Two temperature-independent spinomers of the dinuclear Mn(III) compound [{Mn(H(2)O)(phen)}(2)(mu-2-ClC(6)H(4)COO)(2)(mu-O)](ClO(4))(2).

Two spin isomers or spinomers of {Mn(H(2)O)(phen)}(2)(mu-2-ClC(6)H(4)COO)(2)(mu-O)(2) have been synthesized, characterized, and theoretically analyzed. The thermodynamically most stable, compound 1, shows a spin ground state S = 4, while the kinetically most favorable, compound 2.H(2)O, shows a spin ground state S = 0. Compound 1 exhibits ferromagnetic behavior, with J = 2.7 cm(-1), |D(Mn)| = 2.06 cm(-1), |E(Mn)| = 0.69 cm(-1), and zJ' = -0.11 cm(-1).
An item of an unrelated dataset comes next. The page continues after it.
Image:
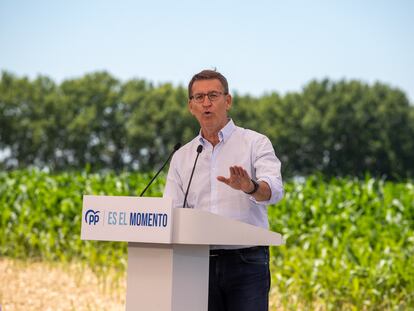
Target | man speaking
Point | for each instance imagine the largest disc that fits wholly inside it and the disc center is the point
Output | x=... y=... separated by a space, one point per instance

Because of the anisotropy of the Mn(III) ions, the ground state S = 4 shows zero-field splitting (ZFS) with |D(4)| = 0.51 cm(-1), appreciably smaller than the D value for the single ion (D(Mn)), due to the relative orientations of the Jahn-Teller axes of both Mn(III) ions, which are quite perpendicular (102 degrees ). Compound 2.H(2)O shows antiferromagnetic coupling, with J = -12.6 cm(-1) (H = -JS(1).S(2) for both compounds). The formation of two spinomers has been explained by density functional theory (DFT) studies, which show that the stability of these compounds and their magnetic interaction are very sensitive to the rotation of the phenyl ring with respect to the carboxylate group of the 2-ClC(6)H(4)COO bridging ligand.